Steam Deck with back cover removed
Unlike Lucienne and Medocino, Van Gogh isn’t a general purpose laptop chip. It only shows up in the Steam Deck, an ultraportable gaming console with a form factor that’s vaguely comparable to Nintendo’s Switch. Of course, the Steam Deck is meant to run PC games, which can be significantly more demanding. Unlike its Zen 2 cousins, the Van Gogh chip in the Steam Deck didn’t get a proper name. It instead reports itself as “AMD Custom APU 0405”.
Configuration
The Steam Deck has 16 GB of LPDDR5: two Samsung chips with 8 GB of capacity each. They’re arranged in four 32-bit channels and run at 5500 MT/s, which should give 88 GB/s of theoretical bandwidth. The motherboard is called “Valve Jupiter”. It connects the APU to an x4 M.2 slot, and provides x1 PCIe links to a micro-sd card controller and a Realtek 8822CE WiFI card.
Photo of the VRM configuration with a Nikon D850 and 105mm macro. Enjoy the high resolution
Power to the APU is provided by three VRM stages, controlled by a MP2845. Two of the stages are marked 8690 2823 B, while a third is marked 8690 3000 C. The VRM is possibly split into a two-stage component and a separate single-stage one. Therefore, the VRM is rather weak, but that’s not a huge deal considering the APU appears to be capped at 16 W. That power budget is flexibly allocated between the CPU and GPU. For example, a GPU-bound sequence could see the GPU pulling over 10 W, while the CPU side gets squished below base clock and draws 2-3 W. The opposite applies for a CPU-only workload.
Checking the after-action report in GHPC. This activity is mostly GPU bound, and sees the power budget dominated by the GPU running full-tilt at 1.6 GHz.
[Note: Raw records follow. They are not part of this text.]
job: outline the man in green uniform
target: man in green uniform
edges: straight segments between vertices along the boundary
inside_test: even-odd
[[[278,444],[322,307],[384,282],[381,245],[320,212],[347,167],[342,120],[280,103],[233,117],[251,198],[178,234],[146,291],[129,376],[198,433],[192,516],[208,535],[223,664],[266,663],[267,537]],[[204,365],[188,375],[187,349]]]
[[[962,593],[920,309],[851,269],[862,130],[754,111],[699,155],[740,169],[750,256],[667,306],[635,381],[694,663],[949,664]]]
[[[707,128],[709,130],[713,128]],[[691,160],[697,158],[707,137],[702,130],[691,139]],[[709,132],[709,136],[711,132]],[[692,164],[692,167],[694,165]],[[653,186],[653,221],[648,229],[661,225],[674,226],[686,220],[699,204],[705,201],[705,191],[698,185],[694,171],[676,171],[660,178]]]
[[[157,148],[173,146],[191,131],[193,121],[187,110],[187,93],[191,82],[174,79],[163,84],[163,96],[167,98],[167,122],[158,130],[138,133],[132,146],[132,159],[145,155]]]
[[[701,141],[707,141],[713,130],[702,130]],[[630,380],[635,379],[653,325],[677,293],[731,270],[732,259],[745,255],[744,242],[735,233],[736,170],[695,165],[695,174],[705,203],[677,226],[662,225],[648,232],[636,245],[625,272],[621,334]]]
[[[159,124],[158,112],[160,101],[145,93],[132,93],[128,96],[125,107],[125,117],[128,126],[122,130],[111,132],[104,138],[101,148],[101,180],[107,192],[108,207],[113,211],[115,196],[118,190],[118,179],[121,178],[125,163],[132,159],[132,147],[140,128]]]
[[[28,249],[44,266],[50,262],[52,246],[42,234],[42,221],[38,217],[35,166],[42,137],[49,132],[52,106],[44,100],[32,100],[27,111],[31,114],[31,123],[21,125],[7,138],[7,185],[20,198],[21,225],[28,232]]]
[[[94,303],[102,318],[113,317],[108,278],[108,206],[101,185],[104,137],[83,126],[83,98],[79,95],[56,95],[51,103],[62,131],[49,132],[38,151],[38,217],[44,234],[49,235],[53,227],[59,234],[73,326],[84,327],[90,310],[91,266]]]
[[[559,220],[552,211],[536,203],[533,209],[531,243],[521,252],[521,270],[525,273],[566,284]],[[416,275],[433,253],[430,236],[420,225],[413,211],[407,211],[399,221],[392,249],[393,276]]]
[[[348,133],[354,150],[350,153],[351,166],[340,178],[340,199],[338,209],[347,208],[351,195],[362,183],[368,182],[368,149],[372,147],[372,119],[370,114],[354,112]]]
In contrast, the CPU gets squished into a tiny power budget and runs at cell-phone like clocks.
This sort of flexible power allocation can work well when a game is primarily CPU bound or GPU bound. But it does leave performance on the table if you’re trying to use both the CPU and GPU together to maximize compute throughput. Typically, you see that happen with compute applications, like renderers and photo processing applications. The Steam Deck doesn’t primarily target that, so it should be fine unless a game pegs both the CPU and GPU at the same time.